だけど、その気だるげな話し方は、ちょっと嗄れた声は、いつだって鮮明に思い出せる記憶とまるで違わないものだった。
「早く寝なさいよ」
「あ、ああ……って、そんな歳でもないだろ」
「早く寝ることに歳は関係ないでしょ」
そう言って背を向け、歩き始める母。
トイレにでも行っていたのだろうか。
この時間に遭遇することなんて、この数年で一度たりともなかったのに、珍しいことだ。
「あ、そうそう。そこのコンビニにね、新しいバイトの人が入ったのよ。なんだっけ、あの、ほら……拓人が好きだったテレビの、脇役をやってた俳優さん。仕事がなくて、辞めちゃったんですって。

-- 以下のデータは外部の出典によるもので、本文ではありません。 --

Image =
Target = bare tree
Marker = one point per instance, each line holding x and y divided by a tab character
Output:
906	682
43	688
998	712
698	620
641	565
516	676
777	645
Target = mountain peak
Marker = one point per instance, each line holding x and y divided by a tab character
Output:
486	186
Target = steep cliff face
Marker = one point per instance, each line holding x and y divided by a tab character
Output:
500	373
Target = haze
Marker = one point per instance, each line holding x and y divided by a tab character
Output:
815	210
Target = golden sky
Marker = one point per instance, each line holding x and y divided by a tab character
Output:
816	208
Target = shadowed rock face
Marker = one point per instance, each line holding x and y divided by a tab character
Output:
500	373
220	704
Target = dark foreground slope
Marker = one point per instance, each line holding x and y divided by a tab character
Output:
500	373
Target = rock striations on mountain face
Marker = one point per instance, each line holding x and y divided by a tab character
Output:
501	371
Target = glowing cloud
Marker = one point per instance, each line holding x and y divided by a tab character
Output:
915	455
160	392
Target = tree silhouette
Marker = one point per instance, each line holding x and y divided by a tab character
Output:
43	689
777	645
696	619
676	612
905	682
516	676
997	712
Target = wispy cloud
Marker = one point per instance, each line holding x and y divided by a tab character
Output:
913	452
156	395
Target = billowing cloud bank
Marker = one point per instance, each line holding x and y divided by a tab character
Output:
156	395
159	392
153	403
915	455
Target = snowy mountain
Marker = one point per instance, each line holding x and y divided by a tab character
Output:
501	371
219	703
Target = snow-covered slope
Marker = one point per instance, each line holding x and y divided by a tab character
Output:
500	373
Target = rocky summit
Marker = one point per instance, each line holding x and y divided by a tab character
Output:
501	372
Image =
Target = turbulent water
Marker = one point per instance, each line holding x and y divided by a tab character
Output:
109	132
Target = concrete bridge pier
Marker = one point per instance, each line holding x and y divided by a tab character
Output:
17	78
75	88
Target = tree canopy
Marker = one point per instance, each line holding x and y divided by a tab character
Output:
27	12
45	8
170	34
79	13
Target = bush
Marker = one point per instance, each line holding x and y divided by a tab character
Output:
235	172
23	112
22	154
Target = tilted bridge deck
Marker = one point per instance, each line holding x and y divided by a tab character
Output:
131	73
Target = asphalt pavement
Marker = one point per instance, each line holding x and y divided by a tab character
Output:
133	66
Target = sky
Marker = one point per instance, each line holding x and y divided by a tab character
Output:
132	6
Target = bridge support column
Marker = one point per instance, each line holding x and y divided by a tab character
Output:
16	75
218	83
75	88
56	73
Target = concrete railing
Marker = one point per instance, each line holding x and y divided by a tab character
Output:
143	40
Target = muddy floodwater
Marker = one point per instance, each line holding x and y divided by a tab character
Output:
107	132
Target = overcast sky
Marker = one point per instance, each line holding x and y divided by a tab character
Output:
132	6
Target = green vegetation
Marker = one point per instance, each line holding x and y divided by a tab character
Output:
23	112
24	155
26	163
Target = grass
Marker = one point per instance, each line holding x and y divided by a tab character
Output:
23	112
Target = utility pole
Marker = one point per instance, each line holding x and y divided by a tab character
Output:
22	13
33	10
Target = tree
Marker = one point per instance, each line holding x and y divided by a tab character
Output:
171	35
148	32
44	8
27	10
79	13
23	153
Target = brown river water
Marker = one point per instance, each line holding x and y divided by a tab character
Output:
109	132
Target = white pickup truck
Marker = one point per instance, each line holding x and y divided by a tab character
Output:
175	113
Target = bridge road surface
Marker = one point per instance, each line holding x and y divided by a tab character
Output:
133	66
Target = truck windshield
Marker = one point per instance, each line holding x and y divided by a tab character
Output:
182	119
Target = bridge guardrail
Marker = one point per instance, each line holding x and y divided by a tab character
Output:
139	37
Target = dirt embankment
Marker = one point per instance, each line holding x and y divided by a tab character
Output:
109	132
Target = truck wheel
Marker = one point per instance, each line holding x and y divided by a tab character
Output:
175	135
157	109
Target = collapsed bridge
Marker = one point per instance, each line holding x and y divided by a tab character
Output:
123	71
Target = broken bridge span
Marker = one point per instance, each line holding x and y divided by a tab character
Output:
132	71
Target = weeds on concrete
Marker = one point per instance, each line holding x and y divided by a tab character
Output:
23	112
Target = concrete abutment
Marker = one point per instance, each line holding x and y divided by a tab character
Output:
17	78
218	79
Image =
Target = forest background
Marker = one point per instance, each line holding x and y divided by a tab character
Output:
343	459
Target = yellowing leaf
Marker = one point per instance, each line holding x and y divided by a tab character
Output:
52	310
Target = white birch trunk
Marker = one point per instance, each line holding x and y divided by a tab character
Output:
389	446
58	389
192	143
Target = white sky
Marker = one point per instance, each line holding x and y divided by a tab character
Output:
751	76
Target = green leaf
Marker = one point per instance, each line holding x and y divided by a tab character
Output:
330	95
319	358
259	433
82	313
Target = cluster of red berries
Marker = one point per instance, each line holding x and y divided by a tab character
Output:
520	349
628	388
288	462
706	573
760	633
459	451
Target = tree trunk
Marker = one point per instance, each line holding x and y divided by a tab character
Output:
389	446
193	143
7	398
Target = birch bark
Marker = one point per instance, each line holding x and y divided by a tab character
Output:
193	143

やっぱり、芸能人ってのは厳しい世界なのねぇ」
「へ、へぇ……」
「じゃ、おやすみ」
「あ、うん……おやすみ」
20年以上前に俺が好きだったテレビ。
心当たりがあるとすれば、それこそあの戦隊ヒーローくらいのものだが。
確かに、あの番組に出演していた俳優たちは、極一部を覗いてテレビから姿を消している。
でも、そんなもんだろう。
人気商売だし、旬ってのもあるし、それでいて実力勝負でもあるわけだし。
そんな世界で20年以上も戦えただけで上々といったところだ。
最終的に夢破れたとしても、きっとその人にとってこの20年で得たものは――。
「……俺が言えたことかよ、それ」
大学を中退して、引きこもって、歳だけ食って。
部屋から出るのはトイレくらいのもので。
夢に体当たりで挑戦して、爪痕を残した立派な誰かのことを、偉そうに批評する資格なんてあるだろうか。
はたから見た俺は、どんなクソ野郎に映ることか。
「部屋に、戻るか……」
二階の俺の部屋に向かって、歩き出す。
でも、なんとなく。
いつも通る最短ルートじゃなくて、逆回りから階段に向かった。
ここを通るのは好きじゃない。
玄関があって、ドアがあって、靴があって。
俺を、外に――現実に連れ出そうとしているみたいで、好きじゃない。
好きじゃない、はずなのに。
俺は気づけば、分厚いドアの前にいた。
「こんなに、低かったかな……玄関のドアって」
記憶よりもずっと、我が家の玄関は狭かった。
ドアは低いし、いつだって古くさいけど、置かれた小物はあの頃の記憶と同じものだった。
それにしても、なんの気の迷いだろうか。
ここに立つなんて、さっきまでの俺には想像もできなかった。
じっと、真っ暗な玄関を見つめる。
この向こう側には、希望しかないと思っていた頃もあったっけ。
今はもう、そんな気持ちは消えてしまったけど。
だけど、そうだな。
さっきの母親の言葉も気になることだし。
ちょっとだけ、ほんのちょっとだけ勇気を出して。
――コンビニにでも、行ってみるか。
俺は分厚いドアを開け、冷え込む真夜中のアスファルトを歩き出した。